Medium: journal article
Language(s): English
Published in: Buildings, , n. 1, v. 14
Page(s): 94
DOI: 10.3390/buildings14010094
Abstract:

Productive facades, consisting of photovoltaic shading and vertical farming systems, have been proposed as a means to improve the thermal and visual status of residential buildings while also maintaining energy performance and providing vegetables. However, how to quickly and accurately predict electricity and vegetable output during the numerous influencing architectural and environmental factors is one of the key issues in the early stages of design, and few studies have investigated the impact of such structures on both indoor environmental qualities and production performance. In this paper, we present a novel prediction method that uses experimental data to train and test an artificial neural network (ANN).

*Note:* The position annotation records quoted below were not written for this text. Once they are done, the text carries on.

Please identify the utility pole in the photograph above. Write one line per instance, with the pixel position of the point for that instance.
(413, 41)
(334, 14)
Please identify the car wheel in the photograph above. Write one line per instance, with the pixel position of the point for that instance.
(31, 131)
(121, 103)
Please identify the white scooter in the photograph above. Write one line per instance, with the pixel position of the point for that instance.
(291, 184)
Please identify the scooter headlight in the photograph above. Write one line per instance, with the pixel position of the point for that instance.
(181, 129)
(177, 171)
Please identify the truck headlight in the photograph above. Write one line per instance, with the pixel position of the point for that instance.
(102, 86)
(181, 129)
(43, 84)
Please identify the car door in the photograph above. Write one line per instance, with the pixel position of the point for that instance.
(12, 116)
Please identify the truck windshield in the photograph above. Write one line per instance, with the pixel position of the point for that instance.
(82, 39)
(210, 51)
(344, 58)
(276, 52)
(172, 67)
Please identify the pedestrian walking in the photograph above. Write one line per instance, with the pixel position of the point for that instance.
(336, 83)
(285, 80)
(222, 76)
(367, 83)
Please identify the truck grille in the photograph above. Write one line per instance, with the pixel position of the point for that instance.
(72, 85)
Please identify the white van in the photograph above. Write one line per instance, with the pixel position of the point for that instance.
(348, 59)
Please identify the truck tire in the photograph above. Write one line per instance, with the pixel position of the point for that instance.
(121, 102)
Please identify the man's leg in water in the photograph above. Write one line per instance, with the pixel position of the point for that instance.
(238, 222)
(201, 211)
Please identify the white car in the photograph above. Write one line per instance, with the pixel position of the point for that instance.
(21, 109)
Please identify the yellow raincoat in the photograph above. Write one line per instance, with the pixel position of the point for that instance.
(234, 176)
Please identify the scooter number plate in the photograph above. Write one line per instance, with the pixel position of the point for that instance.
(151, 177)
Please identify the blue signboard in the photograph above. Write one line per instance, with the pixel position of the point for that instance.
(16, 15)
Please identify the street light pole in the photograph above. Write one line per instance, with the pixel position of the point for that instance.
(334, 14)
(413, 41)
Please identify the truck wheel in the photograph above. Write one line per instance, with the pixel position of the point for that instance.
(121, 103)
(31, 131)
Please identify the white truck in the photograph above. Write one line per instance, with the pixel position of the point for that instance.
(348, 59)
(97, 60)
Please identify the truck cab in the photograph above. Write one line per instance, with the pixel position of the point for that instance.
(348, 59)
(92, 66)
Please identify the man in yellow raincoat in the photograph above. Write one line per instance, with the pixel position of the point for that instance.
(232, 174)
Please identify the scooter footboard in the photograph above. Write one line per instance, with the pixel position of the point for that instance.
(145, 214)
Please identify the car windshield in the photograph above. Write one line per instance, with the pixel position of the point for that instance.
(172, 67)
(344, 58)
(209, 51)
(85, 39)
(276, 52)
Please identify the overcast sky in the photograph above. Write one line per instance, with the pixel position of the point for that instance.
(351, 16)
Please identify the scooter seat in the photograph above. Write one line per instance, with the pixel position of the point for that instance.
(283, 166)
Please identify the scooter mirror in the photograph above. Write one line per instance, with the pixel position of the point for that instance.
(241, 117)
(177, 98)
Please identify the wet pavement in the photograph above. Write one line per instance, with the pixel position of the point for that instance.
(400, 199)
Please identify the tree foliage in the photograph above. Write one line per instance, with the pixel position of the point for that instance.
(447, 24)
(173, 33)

The results indicated that using the Bipolar Sigmoid activation function to process the experimental data input to the artificial neuron network gives more accurate predicted results both in the yield of photovoltaic shading and vertical farming systems. In addition, this prediction method was applied to a typical high-rise residential building in Singapore to assess the self-sufficiency potential of high-rise residential buildings integrated with productive facades. The results indicated that the upper part of the building can meet 20.0–23.1% of the annual household electricity demand of a family of four in a four-room residential unit in Singapore and almost the entire year’s vegetable demand, while the middle part can meet 18.4–21.2% and 89.1%, respectively. The results demonstrated the importance of a productive facade in reducing energy demand, enhancing food security, and improving indoor visual and thermal comfort.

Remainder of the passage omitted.